Progressive Chunking Works on Both
This is the feature we care about most. Callipso's progressive chunking — where words appear in your terminal while you are still talking — works identically on both backends.
Every N seconds (configurable, default 15), the audio is cut and transcribed as an independent chunk. Each chunk gets a 2-second overlap buffer to prevent word splitting at boundaries. Results stream to the recording window in real time:
{"type":"chunk","index":0,"text":"fix the login bug","confidence":0.94,"elapsed_ms":52}
{"type":"chunk","index":1,"text":"please terminal two","confidence":0.91,"elapsed_ms":48}
{"type":"done","totalChunks":2,"full_text":"fix the login bug please terminal two"}
The difference is in the plumbing. MLX chunks go through HTTP. CoreML chunks go through stdout. The recording window does not care — it receives the same progressive-audio-chunk IPC event either way.
When to Use Which
Both backends are available in Callipso's Config tab.

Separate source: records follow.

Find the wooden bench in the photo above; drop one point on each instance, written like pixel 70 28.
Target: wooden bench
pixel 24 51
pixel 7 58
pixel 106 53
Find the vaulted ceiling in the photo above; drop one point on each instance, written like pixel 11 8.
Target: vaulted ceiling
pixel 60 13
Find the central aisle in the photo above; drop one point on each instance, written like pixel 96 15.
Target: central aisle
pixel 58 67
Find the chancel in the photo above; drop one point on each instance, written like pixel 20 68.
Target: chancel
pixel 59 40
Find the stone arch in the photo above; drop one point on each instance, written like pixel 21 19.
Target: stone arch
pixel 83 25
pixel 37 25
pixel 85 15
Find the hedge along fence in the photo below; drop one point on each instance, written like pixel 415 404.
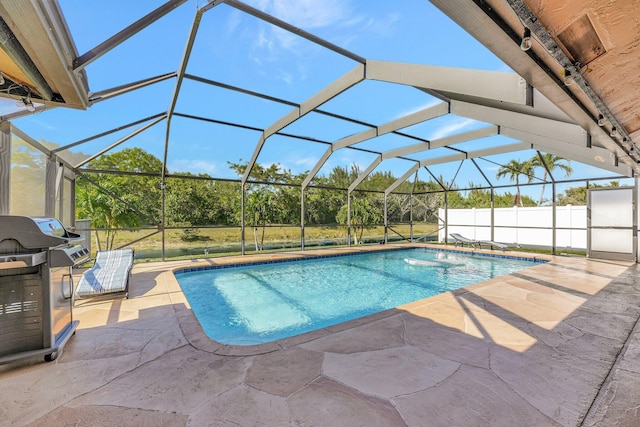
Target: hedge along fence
pixel 518 226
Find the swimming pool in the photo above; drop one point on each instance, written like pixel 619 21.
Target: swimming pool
pixel 258 303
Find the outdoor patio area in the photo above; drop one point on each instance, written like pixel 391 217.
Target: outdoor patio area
pixel 556 344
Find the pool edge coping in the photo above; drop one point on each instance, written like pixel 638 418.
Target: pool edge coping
pixel 197 337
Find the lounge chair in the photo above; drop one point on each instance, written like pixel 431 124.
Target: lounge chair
pixel 110 274
pixel 461 240
pixel 492 244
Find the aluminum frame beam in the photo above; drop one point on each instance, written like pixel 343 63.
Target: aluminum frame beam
pixel 495 85
pixel 351 78
pixel 423 115
pixel 594 156
pixel 91 55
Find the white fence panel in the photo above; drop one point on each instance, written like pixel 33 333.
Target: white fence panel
pixel 530 226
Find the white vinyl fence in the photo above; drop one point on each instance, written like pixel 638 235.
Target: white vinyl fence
pixel 520 226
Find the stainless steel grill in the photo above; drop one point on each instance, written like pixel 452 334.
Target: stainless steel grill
pixel 36 286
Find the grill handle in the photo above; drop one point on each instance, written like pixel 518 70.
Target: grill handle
pixel 62 288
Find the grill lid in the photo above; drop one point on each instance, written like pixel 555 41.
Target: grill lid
pixel 35 232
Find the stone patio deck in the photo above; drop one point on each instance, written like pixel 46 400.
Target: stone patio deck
pixel 557 344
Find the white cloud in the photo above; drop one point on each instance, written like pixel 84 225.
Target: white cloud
pixel 418 108
pixel 193 166
pixel 269 41
pixel 454 127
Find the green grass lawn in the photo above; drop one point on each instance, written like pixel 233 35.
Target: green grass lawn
pixel 223 241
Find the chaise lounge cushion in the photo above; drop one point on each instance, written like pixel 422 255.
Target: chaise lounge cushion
pixel 110 273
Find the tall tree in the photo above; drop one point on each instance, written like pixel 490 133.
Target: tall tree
pixel 513 170
pixel 552 163
pixel 123 200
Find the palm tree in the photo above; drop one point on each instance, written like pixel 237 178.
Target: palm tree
pixel 552 162
pixel 513 170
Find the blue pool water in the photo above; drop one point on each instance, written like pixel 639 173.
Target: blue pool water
pixel 254 304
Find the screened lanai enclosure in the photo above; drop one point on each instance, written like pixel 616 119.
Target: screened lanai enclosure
pixel 199 128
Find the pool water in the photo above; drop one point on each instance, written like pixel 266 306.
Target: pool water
pixel 254 304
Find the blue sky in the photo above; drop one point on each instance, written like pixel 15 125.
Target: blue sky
pixel 237 49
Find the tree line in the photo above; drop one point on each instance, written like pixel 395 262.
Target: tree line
pixel 134 198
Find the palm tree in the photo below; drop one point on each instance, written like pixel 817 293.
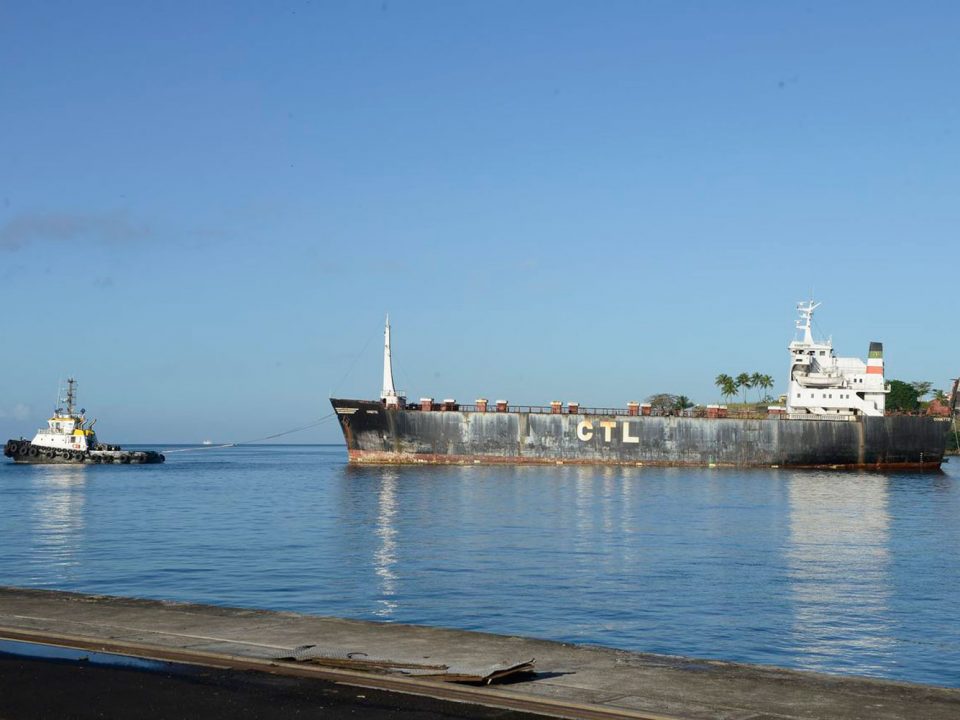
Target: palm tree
pixel 743 382
pixel 725 382
pixel 683 402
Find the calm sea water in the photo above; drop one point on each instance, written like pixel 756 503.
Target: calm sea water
pixel 855 573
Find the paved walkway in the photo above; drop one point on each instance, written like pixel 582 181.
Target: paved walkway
pixel 570 680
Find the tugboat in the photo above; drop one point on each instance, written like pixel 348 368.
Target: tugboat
pixel 70 439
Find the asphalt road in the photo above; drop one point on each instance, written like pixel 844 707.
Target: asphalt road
pixel 39 688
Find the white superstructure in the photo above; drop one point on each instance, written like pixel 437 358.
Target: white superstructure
pixel 68 430
pixel 823 384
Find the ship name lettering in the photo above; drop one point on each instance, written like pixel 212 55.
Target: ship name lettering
pixel 585 430
pixel 608 426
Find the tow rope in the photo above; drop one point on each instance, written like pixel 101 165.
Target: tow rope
pixel 315 423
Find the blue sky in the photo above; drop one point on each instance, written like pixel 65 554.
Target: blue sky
pixel 206 209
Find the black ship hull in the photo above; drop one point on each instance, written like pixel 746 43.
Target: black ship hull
pixel 375 434
pixel 23 451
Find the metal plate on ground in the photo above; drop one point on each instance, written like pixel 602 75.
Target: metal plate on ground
pixel 423 667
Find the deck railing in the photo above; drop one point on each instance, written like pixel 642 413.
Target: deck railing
pixel 624 412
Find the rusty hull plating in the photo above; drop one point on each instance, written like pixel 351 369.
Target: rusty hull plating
pixel 376 434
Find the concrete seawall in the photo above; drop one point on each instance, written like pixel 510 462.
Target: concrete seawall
pixel 374 434
pixel 570 680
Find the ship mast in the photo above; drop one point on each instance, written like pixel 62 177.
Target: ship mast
pixel 389 392
pixel 71 396
pixel 806 319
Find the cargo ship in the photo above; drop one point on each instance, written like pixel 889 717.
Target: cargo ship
pixel 833 417
pixel 69 438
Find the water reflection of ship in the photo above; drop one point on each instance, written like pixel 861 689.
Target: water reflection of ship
pixel 385 557
pixel 838 561
pixel 59 519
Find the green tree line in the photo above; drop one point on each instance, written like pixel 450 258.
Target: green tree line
pixel 730 386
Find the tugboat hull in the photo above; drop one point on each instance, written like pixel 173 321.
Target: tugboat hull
pixel 24 451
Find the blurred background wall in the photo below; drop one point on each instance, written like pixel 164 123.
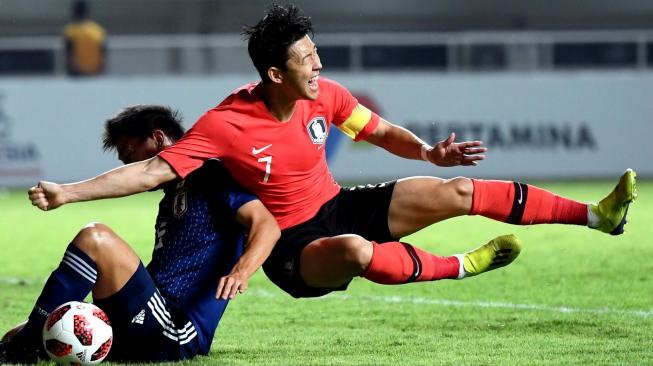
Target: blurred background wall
pixel 558 89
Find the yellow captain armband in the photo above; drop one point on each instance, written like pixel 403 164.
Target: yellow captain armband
pixel 356 122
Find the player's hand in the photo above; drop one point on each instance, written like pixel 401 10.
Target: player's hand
pixel 230 285
pixel 450 153
pixel 46 195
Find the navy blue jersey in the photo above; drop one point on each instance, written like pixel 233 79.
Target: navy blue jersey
pixel 198 240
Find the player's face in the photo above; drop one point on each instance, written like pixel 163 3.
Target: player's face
pixel 133 149
pixel 303 68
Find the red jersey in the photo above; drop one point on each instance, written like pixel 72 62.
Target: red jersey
pixel 283 163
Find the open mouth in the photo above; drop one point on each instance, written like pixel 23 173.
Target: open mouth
pixel 312 83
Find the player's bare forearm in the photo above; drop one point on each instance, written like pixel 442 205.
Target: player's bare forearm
pixel 123 181
pixel 397 140
pixel 262 235
pixel 406 144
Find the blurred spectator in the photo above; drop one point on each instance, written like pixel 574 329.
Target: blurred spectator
pixel 85 43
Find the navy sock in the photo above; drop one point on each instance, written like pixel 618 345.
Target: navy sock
pixel 71 281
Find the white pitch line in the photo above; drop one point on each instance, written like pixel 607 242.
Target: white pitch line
pixel 475 304
pixel 422 300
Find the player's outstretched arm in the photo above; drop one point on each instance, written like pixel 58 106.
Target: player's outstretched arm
pixel 123 181
pixel 262 235
pixel 406 144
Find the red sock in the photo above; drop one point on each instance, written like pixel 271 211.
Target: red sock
pixel 530 205
pixel 394 263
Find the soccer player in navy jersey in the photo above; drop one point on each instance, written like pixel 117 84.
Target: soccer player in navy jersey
pixel 270 134
pixel 211 236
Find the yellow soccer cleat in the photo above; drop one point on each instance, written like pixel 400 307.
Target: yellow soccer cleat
pixel 497 253
pixel 609 215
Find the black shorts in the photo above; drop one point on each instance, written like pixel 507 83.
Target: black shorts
pixel 361 210
pixel 147 327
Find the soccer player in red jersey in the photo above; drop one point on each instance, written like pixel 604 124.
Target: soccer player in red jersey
pixel 271 136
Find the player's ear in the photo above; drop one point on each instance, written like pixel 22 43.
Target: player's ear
pixel 160 138
pixel 275 74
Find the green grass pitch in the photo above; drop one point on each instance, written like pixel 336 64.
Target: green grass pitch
pixel 574 296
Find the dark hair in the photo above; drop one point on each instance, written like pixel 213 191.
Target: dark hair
pixel 140 121
pixel 270 39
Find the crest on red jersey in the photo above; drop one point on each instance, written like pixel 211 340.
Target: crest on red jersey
pixel 317 130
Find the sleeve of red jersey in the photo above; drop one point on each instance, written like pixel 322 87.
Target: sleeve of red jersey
pixel 205 140
pixel 352 118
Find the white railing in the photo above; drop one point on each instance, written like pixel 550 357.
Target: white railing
pixel 202 54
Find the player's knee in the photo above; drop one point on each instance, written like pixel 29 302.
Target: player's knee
pixel 357 252
pixel 461 186
pixel 95 239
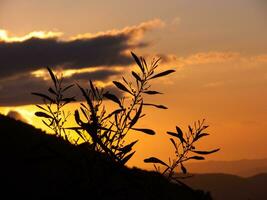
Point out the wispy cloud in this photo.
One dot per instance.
(39, 49)
(5, 37)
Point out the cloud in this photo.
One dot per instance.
(4, 36)
(18, 91)
(16, 115)
(36, 50)
(202, 58)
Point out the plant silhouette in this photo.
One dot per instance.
(106, 131)
(53, 113)
(185, 150)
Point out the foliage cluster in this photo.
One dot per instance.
(105, 131)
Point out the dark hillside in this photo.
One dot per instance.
(39, 166)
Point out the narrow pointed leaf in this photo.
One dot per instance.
(42, 114)
(52, 91)
(128, 147)
(121, 86)
(135, 75)
(157, 106)
(197, 158)
(174, 144)
(206, 152)
(184, 170)
(43, 96)
(113, 98)
(145, 130)
(138, 62)
(137, 116)
(155, 160)
(163, 74)
(92, 88)
(152, 92)
(126, 158)
(68, 87)
(52, 76)
(41, 107)
(200, 136)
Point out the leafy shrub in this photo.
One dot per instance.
(106, 131)
(52, 110)
(185, 150)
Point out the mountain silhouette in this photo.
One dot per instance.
(231, 187)
(36, 165)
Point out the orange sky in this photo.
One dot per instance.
(218, 48)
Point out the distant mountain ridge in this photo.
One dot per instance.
(231, 187)
(243, 168)
(35, 165)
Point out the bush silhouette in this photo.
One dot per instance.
(107, 131)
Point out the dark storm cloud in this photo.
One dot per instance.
(16, 115)
(96, 75)
(17, 91)
(35, 53)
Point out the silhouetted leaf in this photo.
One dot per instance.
(178, 135)
(77, 117)
(138, 62)
(70, 99)
(128, 147)
(126, 158)
(200, 136)
(184, 170)
(152, 92)
(52, 91)
(163, 74)
(114, 112)
(205, 152)
(88, 100)
(44, 96)
(121, 86)
(155, 160)
(113, 98)
(41, 107)
(137, 115)
(68, 87)
(42, 114)
(197, 158)
(136, 76)
(52, 76)
(154, 105)
(145, 130)
(174, 144)
(92, 88)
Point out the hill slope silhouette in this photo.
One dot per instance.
(36, 165)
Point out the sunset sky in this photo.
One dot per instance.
(218, 49)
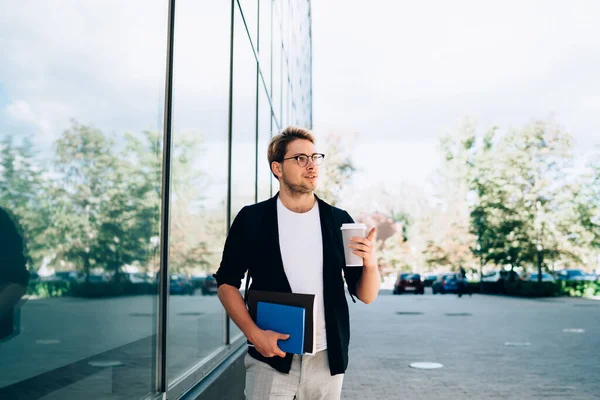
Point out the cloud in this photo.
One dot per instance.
(105, 65)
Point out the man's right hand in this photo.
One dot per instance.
(266, 343)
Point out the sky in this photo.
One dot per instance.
(401, 73)
(397, 73)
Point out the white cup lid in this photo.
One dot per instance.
(353, 226)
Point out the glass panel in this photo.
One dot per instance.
(264, 129)
(285, 120)
(250, 10)
(244, 126)
(199, 181)
(81, 97)
(265, 41)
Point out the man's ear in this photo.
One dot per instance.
(276, 168)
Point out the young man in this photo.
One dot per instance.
(293, 243)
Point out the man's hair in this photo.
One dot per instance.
(278, 144)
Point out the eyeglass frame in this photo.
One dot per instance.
(307, 158)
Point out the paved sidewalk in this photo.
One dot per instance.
(468, 337)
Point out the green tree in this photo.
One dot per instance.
(22, 191)
(521, 213)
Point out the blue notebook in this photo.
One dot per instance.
(283, 319)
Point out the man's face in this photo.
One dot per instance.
(299, 179)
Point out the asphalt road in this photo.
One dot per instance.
(61, 340)
(469, 337)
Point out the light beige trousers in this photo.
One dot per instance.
(309, 379)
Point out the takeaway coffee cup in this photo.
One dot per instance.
(348, 231)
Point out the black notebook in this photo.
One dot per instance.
(306, 301)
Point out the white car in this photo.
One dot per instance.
(575, 275)
(545, 277)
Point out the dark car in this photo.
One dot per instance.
(429, 279)
(409, 283)
(209, 286)
(446, 284)
(180, 284)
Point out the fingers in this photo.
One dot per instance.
(280, 353)
(360, 247)
(361, 253)
(366, 240)
(371, 234)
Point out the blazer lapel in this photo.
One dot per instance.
(329, 236)
(271, 244)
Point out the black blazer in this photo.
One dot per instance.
(253, 244)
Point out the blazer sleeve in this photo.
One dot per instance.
(232, 268)
(352, 274)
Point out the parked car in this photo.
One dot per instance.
(574, 275)
(66, 276)
(180, 284)
(533, 277)
(447, 283)
(429, 279)
(209, 286)
(499, 275)
(409, 283)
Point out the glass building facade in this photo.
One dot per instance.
(131, 133)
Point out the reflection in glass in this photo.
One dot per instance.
(80, 176)
(198, 182)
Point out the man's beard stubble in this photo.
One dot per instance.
(294, 189)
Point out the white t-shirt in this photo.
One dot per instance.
(301, 244)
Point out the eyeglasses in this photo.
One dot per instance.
(302, 159)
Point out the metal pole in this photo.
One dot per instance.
(163, 284)
(226, 338)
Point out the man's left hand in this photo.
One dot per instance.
(363, 247)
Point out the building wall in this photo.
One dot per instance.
(131, 134)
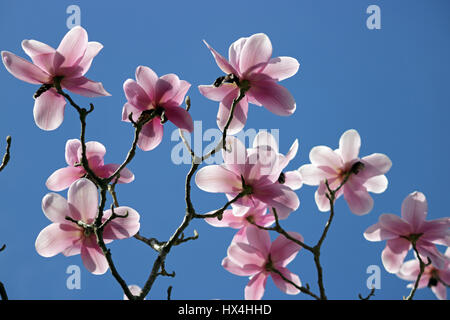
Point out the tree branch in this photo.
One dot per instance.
(7, 154)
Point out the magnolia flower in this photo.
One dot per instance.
(69, 238)
(95, 151)
(257, 215)
(291, 179)
(436, 279)
(411, 227)
(334, 166)
(251, 173)
(254, 70)
(66, 66)
(258, 257)
(135, 291)
(165, 94)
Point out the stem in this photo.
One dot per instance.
(422, 266)
(302, 289)
(7, 155)
(3, 294)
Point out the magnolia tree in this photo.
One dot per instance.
(260, 193)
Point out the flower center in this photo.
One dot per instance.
(282, 178)
(269, 265)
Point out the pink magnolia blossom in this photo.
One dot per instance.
(334, 165)
(256, 215)
(399, 232)
(266, 141)
(165, 94)
(135, 291)
(67, 65)
(95, 151)
(68, 238)
(250, 61)
(251, 171)
(256, 257)
(432, 277)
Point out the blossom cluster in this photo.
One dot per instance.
(259, 188)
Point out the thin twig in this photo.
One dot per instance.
(422, 266)
(7, 155)
(304, 290)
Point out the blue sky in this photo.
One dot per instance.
(389, 84)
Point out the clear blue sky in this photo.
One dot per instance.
(392, 85)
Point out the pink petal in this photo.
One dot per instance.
(75, 248)
(55, 208)
(73, 46)
(436, 231)
(234, 268)
(394, 254)
(262, 163)
(49, 110)
(440, 291)
(429, 250)
(151, 135)
(126, 176)
(281, 197)
(256, 50)
(377, 184)
(349, 145)
(275, 98)
(136, 95)
(377, 233)
(414, 209)
(235, 155)
(223, 64)
(129, 108)
(121, 228)
(179, 96)
(92, 256)
(293, 179)
(323, 204)
(93, 48)
(281, 68)
(167, 88)
(216, 178)
(265, 139)
(71, 153)
(83, 200)
(42, 55)
(358, 199)
(282, 284)
(85, 87)
(245, 254)
(259, 239)
(409, 270)
(95, 152)
(62, 178)
(374, 165)
(228, 220)
(216, 93)
(283, 250)
(256, 287)
(55, 238)
(395, 224)
(147, 78)
(239, 114)
(23, 69)
(179, 117)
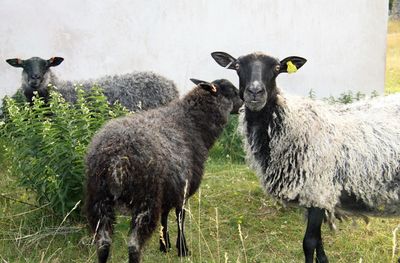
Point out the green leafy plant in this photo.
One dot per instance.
(45, 144)
(350, 97)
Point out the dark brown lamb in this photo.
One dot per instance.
(151, 162)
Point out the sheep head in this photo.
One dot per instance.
(34, 69)
(257, 74)
(224, 89)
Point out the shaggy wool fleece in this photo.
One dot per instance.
(320, 153)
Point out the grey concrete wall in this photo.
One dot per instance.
(344, 41)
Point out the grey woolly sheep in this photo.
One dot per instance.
(327, 158)
(153, 161)
(136, 90)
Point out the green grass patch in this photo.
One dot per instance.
(230, 196)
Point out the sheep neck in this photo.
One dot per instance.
(258, 124)
(208, 117)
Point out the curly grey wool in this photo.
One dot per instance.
(136, 91)
(139, 90)
(321, 153)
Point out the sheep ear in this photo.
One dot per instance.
(55, 61)
(224, 59)
(197, 81)
(15, 62)
(292, 64)
(210, 87)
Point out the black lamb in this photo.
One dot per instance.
(151, 162)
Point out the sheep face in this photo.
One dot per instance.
(257, 74)
(226, 92)
(34, 69)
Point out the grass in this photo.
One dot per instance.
(393, 58)
(229, 220)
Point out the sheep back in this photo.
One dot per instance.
(136, 91)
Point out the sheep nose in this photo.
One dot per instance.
(256, 89)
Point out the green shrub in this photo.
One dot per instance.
(349, 97)
(45, 144)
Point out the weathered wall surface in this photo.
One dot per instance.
(344, 41)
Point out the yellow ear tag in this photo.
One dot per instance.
(291, 67)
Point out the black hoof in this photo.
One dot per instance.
(183, 252)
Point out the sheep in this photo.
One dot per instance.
(136, 91)
(330, 159)
(150, 162)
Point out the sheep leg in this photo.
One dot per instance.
(165, 243)
(143, 224)
(312, 238)
(101, 219)
(183, 251)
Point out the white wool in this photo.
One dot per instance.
(333, 148)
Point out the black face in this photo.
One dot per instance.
(228, 90)
(222, 87)
(257, 74)
(35, 68)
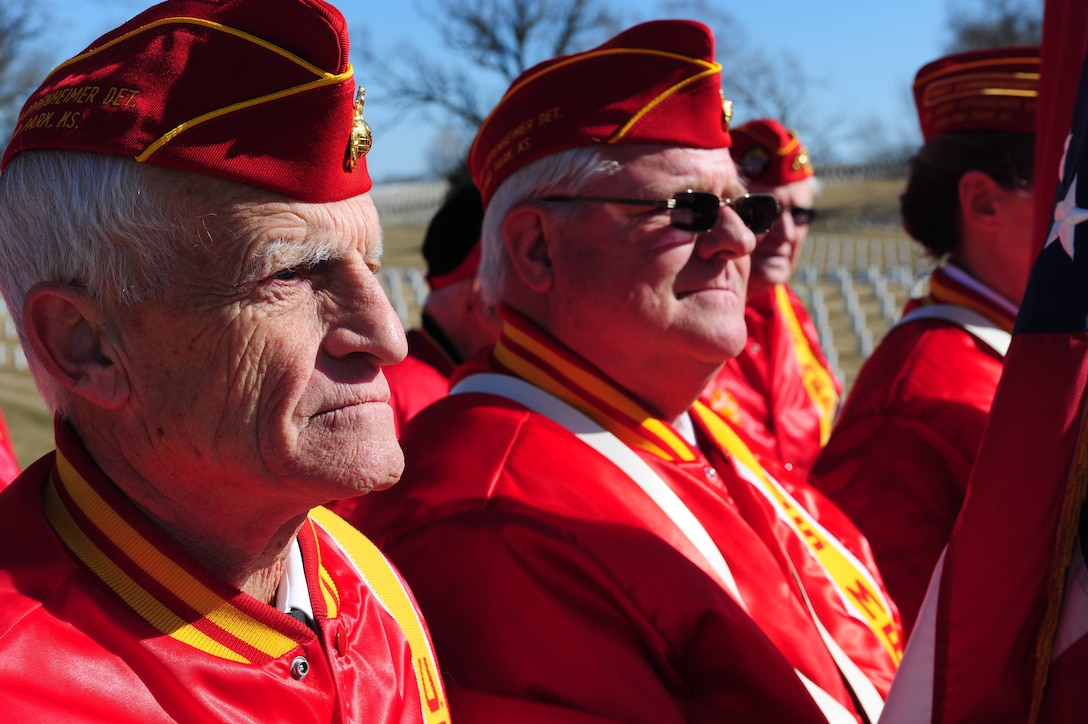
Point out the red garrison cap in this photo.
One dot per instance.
(656, 83)
(992, 89)
(259, 91)
(767, 152)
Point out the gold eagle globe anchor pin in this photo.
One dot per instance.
(362, 137)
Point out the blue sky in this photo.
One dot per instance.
(862, 53)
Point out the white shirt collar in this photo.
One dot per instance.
(293, 591)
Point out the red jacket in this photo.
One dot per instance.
(422, 377)
(103, 618)
(554, 586)
(902, 450)
(780, 390)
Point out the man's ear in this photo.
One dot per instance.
(527, 245)
(66, 331)
(979, 200)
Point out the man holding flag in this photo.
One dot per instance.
(1003, 632)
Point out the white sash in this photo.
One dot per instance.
(976, 324)
(657, 490)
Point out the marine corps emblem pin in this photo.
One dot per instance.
(362, 138)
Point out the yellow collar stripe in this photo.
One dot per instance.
(386, 585)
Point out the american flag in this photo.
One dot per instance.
(1003, 634)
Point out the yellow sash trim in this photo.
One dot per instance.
(217, 610)
(816, 380)
(678, 449)
(384, 583)
(856, 588)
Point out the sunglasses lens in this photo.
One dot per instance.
(757, 211)
(802, 217)
(694, 210)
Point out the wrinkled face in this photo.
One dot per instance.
(640, 298)
(778, 250)
(262, 369)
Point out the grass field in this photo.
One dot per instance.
(865, 209)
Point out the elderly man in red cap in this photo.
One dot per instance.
(902, 450)
(586, 540)
(189, 256)
(780, 390)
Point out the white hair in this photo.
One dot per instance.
(565, 172)
(101, 222)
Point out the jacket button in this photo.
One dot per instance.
(299, 667)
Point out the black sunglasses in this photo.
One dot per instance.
(695, 210)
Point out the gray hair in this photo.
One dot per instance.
(97, 221)
(565, 172)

Switch with a radio button.
Use CoreML when:
- You want the lowest latency (sub-300ms per chunk)
- You are on macOS 14+ (Sonoma or later)
- You want minimal resource usage (no persistent server)
- You are running GPU-heavy workloads alongside Callipso (Space tab, IDE rendering)
Use MLX when:
- You need the battle-tested path (months of production use)
- You are on an older macOS version
- You want the mature progressive pipeline with all edge cases handled
- You are already running the Python environment for other tools
The model is the same. The accuracy is the same. The difference is how many layers sit between your voice and the Neural Engine.
Try It
CoreML Parakeet is available now. Open Config, select CoreML under STT Backend. The model downloads once (~2.5GB), compiles for your chip on first inference, and is cached permanently after that.
First inference: 30-60 seconds. Every inference after: under 100ms. No server to start. No Python to install. Just speak.